Entropy vs. negative selection
People often blame bad outcomes on negative selection: selection for people with particularly sub-optimal traits, or for particularly sub-optimal behaviour. For instance, in a discussion about explanations of a hypothesised decline in EA Forum content quality Thomas Kwa asks whether there might be an anticorrelation between competence and having time to post on the forum. Similarly, people sometimes argue that certain industries—e.g. politics, bureaucracy, or media—attract particularly dishonest or incompetent people, and that that explains poor outcomes in those domains. Ineffective charity is another example: a common thought is that people are punished for giving effectively, which would incentivise ineffective giving.
Sometimes there is of course such negative selection, but my view is that many are too quick to default to this kind of explanation. Instead, I think that simple entropy—absence of a positive selection—is the explanation much of the time. For instance, I don’t think people are much punished for giving effectively—but I don’t think they’re much rewarded for it either. As a result, their giving is likely not much correlated with effectiveness. And since the most effective charities are much more effective than the rest, that means that their giving is much less effective than it could be.
Similarly, I don’t think there’s much of an anticorrelation between competence and tendency to post on the EA Forum. However, I don’t think that there’s a strong positive correlation either, and that absence of that is enough to explain the lower quality. Other EA content—e.g. books and podcast interviews—on average tends to be considerably better than the EA Forum, in my view.
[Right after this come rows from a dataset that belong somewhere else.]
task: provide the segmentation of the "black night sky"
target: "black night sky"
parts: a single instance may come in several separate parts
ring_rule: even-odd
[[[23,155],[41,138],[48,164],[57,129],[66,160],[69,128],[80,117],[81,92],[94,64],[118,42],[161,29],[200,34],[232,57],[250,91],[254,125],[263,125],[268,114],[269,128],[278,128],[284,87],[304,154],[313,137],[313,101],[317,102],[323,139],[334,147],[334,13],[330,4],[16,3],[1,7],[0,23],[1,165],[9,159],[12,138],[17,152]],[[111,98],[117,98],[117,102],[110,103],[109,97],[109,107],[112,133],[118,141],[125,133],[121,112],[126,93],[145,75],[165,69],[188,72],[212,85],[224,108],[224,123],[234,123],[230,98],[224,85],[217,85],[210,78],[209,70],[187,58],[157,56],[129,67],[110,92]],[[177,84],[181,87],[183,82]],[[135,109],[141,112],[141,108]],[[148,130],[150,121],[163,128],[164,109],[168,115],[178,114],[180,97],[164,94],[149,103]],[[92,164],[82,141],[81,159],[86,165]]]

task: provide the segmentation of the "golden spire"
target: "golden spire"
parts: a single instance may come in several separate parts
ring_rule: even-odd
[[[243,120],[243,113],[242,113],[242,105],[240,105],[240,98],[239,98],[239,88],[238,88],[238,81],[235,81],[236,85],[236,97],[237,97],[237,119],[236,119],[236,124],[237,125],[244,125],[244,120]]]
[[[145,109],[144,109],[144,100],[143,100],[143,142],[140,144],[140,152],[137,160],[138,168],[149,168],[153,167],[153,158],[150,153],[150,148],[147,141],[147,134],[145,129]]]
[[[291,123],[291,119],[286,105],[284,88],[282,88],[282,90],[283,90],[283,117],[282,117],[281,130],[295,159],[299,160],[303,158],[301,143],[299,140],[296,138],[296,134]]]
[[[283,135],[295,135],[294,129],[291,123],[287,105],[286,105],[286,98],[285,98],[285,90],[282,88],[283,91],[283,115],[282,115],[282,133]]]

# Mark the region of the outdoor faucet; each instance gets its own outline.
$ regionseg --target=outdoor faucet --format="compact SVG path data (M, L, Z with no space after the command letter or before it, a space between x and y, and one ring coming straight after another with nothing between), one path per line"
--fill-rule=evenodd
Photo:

I think the reason is that that content is the result of strong positive selection pressures: EA book authors tend to be particularly competent, as do EA podcast interviewees. In the absence of such strong selection pressure, quality drops substantially.
I also don’t think that politicians, bureaucrats, and journalists tend to be negatively selected for (at least not in Western countries, which I know best). Indeed, I actually think there’s some positive selection for them. To the extent that their work isn’t as good as one would have wanted, the reason isn’t negative selection pressure, but rather that the positive selection pressure isn’t strong enough. Leading politicians are no doubt considerably more competent than the average person, but they’re arguably not as competent as the best potential candidates would have been.
It’s been noted that people have a general tendency to see specific causes of phenomena that actually just are the product of noise. The tendency to see negative selection where there is none may be an instance of that. But I also think that people sometimes underestimate the prevalence of positive selection pressures (e.g. selection for competence regarding important jobs), and that they therefore underestimate the effects of their absence. People often go to great lengths to optimise their environment, and we often fail to grasp the full implications of that. Since many domains are heavy-tailed—the best charities are much more effective than the average charity, and the best researchers are arguably much more competent than the average researcher—the presence or absence of positive selection pressures can make a huge difference.